Friday, March 25, 2011

Mid-week road trip

The KintlaLake family traveled to West Virginia yesterday, an all-day excursion that began with a 3:30am wake-up call. We didn't get back home 'til nearly 10pm.

While my wife attended the morning funeral of a family friend, the younger spawn and I camped out for a while at our favorite
gun shop. We chewed the fat with the manager, as usual, talking guns and politics and weather and whatever else crossed our minds.

I'd brought my range bag along, fully intending to log some trigger time at the shop's indoor setup, but I was enjoying the conversation so thoroughly that I never got 'round to it.

Mrs. KintlaLake joined us there after lunch. We spent a few more hours in the cozy confines, long enough for the independent garage next door to silence an undercarriage rattle on our
Yukon XL. My wife, who practically grew up at the gun shop, even pitched-in to help with sales, advising a female customer about concealed-carry options.

I, of course, commemorated our visit by buying a knife.

The
Benchmade #10115 Salmon Creek Folding Fillet is part of the maker's "Red Class," a line of inexpensive (and mostly imported) knives discontinued after 2009. Its "Sliding Tail-Lock with Blade Guard" is one of the oddest mechanisms I know of.

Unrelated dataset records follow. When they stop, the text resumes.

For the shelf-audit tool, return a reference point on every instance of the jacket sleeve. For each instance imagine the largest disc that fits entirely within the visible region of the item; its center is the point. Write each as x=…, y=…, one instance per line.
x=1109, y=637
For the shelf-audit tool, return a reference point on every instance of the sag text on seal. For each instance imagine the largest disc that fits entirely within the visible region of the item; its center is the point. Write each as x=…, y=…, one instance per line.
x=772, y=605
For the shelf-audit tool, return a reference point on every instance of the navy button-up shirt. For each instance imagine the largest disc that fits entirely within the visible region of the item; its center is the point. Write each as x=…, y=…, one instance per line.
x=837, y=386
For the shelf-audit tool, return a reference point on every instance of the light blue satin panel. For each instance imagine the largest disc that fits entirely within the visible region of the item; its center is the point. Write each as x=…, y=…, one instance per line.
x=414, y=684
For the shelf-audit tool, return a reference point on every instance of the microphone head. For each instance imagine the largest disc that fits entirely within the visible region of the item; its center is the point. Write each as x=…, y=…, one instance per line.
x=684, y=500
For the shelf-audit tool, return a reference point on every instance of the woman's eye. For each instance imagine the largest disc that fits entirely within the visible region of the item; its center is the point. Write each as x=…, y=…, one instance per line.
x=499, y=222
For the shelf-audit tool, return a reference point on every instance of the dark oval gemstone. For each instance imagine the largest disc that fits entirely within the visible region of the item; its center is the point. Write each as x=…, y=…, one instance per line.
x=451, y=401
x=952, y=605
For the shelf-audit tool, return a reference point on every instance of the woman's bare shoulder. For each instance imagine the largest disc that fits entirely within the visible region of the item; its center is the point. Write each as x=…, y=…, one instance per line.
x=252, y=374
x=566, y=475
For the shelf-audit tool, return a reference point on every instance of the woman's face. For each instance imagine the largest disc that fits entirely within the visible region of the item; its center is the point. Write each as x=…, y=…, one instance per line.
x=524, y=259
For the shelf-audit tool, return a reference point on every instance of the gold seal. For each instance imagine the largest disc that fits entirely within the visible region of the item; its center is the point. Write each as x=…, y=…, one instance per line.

I don't even fish, but I got to thinking that it might make a good light-duty knife around an outdoor kitchen. When the gun-shop manager offered it to me at half-price, I made it mine.

On our way out of town, we made our traditional stop for
Morgantown comfort food before heading north and west toward home. The setting sun was blinding, the mood was peaceful and our day, all told, was damned near perfect.

Ravelings
There's a handful of subjects that I'd like to raise on KintlaLake Blog but I probably won't have the time, at least not enough time to cover them in any depth. Take the tug-of-war between public-employee unions and state government, a struggle that's become especially bitter here in Ohio.

For now, a bottle of
Labor's Choice Whiskey -- the image clipped from an ad in a 1903 issue of The American Federationist, edited at the time by American Federation of Labor founder Samuel Gompers -- will have to do. Infer from that what you will.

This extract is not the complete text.